Stanno finendo quelli che hanno camminato senza scarpe

Da Iomemestessa

Ieri sera, ore 23.30, mi arriva una mail. Di lavoro. Ero a letto. Leggevo. D’istinto, rispondo. Un riflesso condizionato, come le galline di Pavlov.

Me la mandava un cliente, posizionato sullo stesso fuso orario mio. Nulla che cambiasse i destini dell’umanità. Nulla che non potesse tranquillamente essere affrontato oggi. E pure con calma. La mia risposta, era inconcludente, quanto la sua domanda. A conferma che, come biologia insegna, i coglioni, per essere performanti, devono essere due. Nello specifico caso, uno che scrive e l’altro che risponde.

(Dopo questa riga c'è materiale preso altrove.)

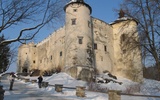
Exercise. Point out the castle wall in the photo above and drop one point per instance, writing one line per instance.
(76, 53)
(26, 57)
(127, 53)
(78, 48)
(51, 51)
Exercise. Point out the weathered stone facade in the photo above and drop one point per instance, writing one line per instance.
(86, 44)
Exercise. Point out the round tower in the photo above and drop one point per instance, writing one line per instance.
(78, 37)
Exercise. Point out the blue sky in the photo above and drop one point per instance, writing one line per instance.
(101, 9)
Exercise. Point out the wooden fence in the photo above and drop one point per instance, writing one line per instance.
(80, 91)
(116, 95)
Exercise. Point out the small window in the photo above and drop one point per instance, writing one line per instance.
(73, 21)
(105, 48)
(101, 58)
(74, 10)
(80, 39)
(123, 37)
(95, 46)
(60, 53)
(51, 57)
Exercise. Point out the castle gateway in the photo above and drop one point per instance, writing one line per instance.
(86, 46)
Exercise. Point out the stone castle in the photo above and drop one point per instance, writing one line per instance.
(86, 46)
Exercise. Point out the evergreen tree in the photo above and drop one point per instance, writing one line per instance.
(4, 56)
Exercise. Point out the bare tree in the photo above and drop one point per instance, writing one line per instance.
(146, 12)
(34, 14)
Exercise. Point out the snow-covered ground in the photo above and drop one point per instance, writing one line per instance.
(148, 87)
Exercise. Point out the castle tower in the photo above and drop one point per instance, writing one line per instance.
(127, 52)
(26, 57)
(78, 37)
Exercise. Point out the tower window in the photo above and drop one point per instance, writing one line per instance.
(95, 46)
(80, 39)
(101, 58)
(51, 57)
(89, 24)
(74, 10)
(105, 48)
(73, 21)
(60, 53)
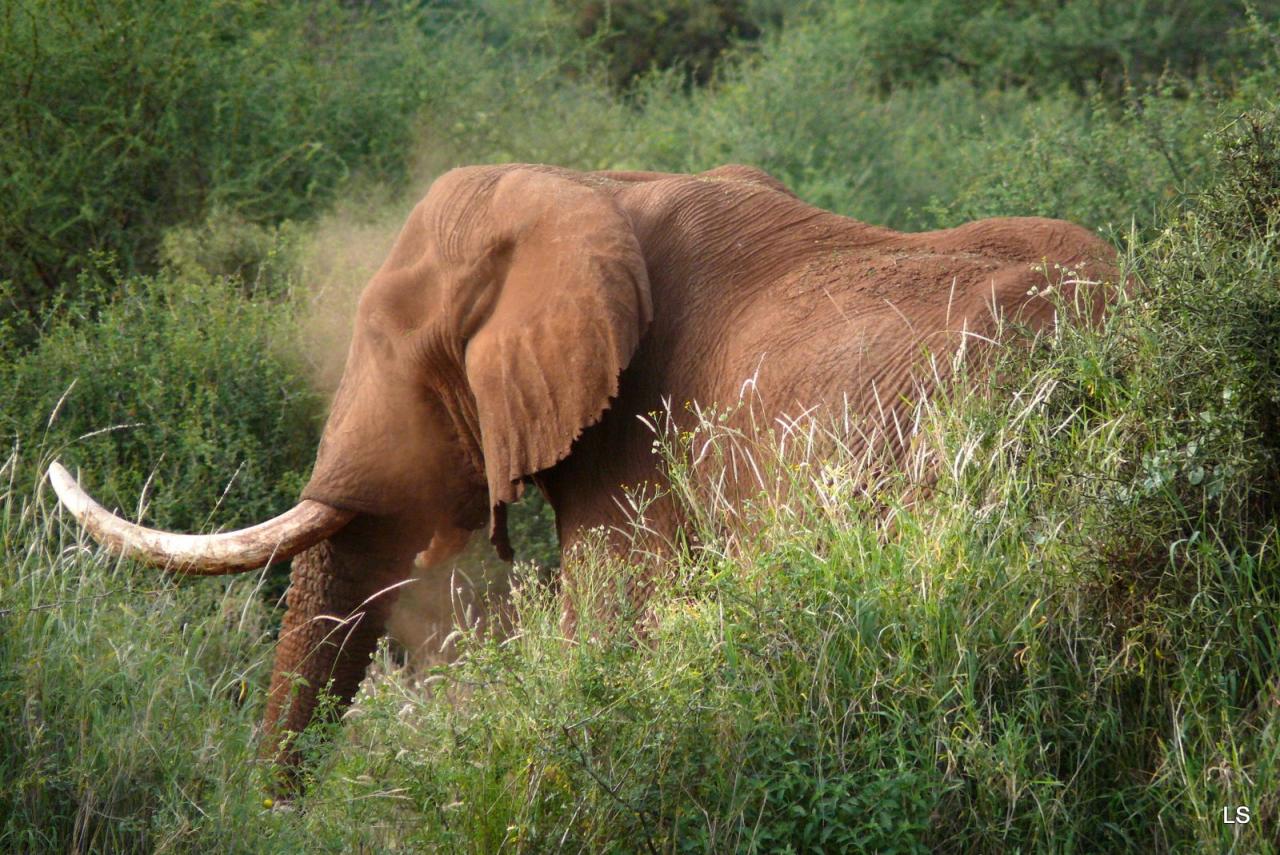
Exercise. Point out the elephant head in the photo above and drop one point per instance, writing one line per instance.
(489, 339)
(528, 315)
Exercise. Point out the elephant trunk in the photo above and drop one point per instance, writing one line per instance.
(341, 595)
(232, 552)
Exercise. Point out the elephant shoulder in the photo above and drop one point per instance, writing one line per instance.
(748, 175)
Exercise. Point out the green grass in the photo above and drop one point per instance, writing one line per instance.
(1064, 641)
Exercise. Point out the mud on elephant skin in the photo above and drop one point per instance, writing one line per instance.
(524, 320)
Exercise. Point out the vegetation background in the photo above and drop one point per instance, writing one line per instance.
(1069, 645)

Non è cosa inconsueta, quella descritta. Ma ieri sera ho avuto un flash. La tecnologia, di cui siamo circondati, ci ha amabilmente fottuti. Lentamente e senza che ce ne rendessimo conto.

Non scomodiamo i nostri nonni. Anche solo i nostri genitori, vent’anni fa appena, alle 23.30, trombavano. Oppure dormivano. Dopo aver trombato. Difetterò di poesia, ma tant’è. Lavoravano le loro otto, anche dieci, ore al giorno, e poi rientravano nella loro vita. Noi, tra i-phone, i-pad, i-minchia, siamo sempre in servizio permanente effettivo.

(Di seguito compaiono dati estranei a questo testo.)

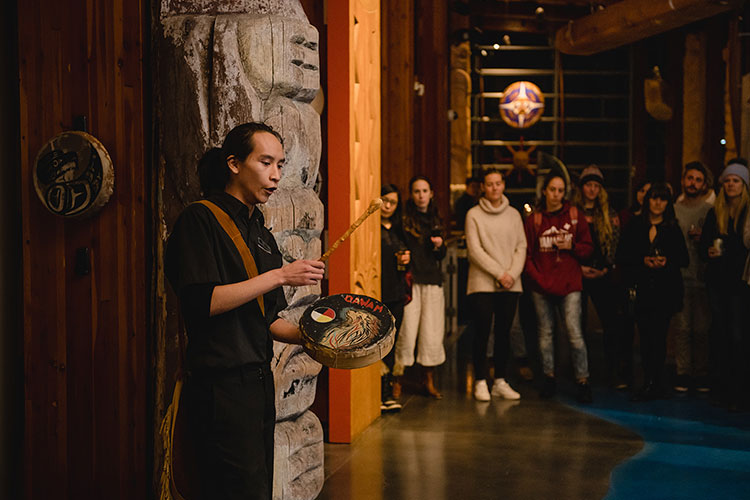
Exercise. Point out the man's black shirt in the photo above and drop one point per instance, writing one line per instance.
(200, 256)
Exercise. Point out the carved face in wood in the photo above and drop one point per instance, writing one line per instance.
(289, 66)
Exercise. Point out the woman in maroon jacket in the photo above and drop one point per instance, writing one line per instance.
(558, 241)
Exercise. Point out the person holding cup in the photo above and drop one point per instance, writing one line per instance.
(558, 241)
(693, 323)
(394, 262)
(423, 327)
(651, 253)
(496, 244)
(721, 245)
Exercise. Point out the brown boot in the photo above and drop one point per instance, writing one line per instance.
(429, 382)
(396, 387)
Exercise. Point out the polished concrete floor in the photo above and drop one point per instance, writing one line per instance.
(457, 448)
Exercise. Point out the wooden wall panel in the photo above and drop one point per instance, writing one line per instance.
(353, 181)
(85, 337)
(397, 103)
(431, 126)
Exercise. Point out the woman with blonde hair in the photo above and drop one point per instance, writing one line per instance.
(598, 282)
(722, 246)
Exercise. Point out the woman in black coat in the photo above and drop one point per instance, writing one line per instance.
(652, 251)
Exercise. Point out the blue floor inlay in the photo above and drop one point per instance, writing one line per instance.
(692, 450)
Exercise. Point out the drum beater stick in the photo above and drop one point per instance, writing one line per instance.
(374, 207)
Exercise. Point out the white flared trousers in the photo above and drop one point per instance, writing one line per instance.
(423, 327)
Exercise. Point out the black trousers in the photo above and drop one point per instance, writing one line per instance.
(231, 416)
(653, 325)
(501, 305)
(604, 295)
(397, 309)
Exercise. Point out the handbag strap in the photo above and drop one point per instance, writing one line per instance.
(234, 234)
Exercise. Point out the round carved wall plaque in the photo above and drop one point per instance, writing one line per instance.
(73, 175)
(522, 104)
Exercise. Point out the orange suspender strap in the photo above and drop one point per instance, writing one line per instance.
(231, 229)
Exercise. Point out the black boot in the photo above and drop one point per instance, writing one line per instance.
(549, 387)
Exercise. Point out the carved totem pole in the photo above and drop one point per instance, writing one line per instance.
(220, 64)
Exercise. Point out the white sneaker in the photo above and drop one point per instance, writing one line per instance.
(481, 393)
(501, 389)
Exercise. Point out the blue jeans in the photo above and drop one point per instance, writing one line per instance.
(569, 308)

Epperò, che ci furono giorni diversi, lo ricordiamo, almeno. I nostri figli non avranno nemmeno quello, il ricordo. E non so se riusciremo a trasmetterglielo. Perchè anche a parlargliene, e gliene parleremo, certo, sembrerà loro talmente irreale da entrare a buon diritto tra le fiabe. Il nostro passato alla stregua di Cenerentola.

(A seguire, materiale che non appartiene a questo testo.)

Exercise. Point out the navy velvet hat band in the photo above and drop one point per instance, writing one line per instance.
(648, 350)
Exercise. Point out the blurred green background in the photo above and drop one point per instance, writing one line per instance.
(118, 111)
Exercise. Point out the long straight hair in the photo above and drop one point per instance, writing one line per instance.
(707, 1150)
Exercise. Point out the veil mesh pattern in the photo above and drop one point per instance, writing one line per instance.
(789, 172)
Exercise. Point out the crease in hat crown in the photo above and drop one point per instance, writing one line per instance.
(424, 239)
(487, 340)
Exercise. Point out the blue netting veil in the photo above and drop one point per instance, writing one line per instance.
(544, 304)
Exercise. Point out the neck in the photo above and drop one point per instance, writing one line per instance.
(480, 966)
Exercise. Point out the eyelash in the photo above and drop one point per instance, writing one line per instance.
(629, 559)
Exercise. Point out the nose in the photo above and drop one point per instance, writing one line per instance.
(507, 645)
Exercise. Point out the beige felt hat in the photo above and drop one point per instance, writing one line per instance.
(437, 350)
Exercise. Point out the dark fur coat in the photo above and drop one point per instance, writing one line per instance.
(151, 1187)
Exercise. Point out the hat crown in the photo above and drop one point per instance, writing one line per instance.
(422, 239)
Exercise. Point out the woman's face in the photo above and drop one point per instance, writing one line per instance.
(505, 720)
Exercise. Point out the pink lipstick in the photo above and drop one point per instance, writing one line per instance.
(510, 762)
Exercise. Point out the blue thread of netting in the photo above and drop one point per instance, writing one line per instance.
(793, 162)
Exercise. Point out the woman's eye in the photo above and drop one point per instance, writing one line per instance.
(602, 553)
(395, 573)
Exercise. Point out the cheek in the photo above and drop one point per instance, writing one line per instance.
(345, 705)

Come raccontare che una volta, non solo non c’era lo smartphone, ma che il primo cellulare, entrato in commercio che già finivo le superiori (e totalmente fuori dalla mia portata, of course), pesava come una mattonella, costava come una barra di plutonio arricchito, e telefonava e basta (manco gli sms, mandava). Vent’anni dopo, sul cazzo di smartphone ci carico financo le carte di imbarco degli aerei, per dire.

Come raccontare che una volta non solo non c’erano le caldaie a condensazione, e le valvole termostatiche che mantengono la temperatura costante in tutta la casa, ma che nelle case di campagna, i nonni, spesso e volentieri (per abitudine al risparmio, più che per indigenza, in effetti) d’inverno scaldavano solo la cucina, con la stufa a cherosene. Cucina in cui la temperatura media era quella della Giamaica. Il problema era che quando uscivi dalla cucina, che talora dovevi pur pisciare, e rischiavi di crepare stroncato dal delta termico. Se rompevi le palle, ti dicevano di metterti un’altra maglia, e di finirla lì.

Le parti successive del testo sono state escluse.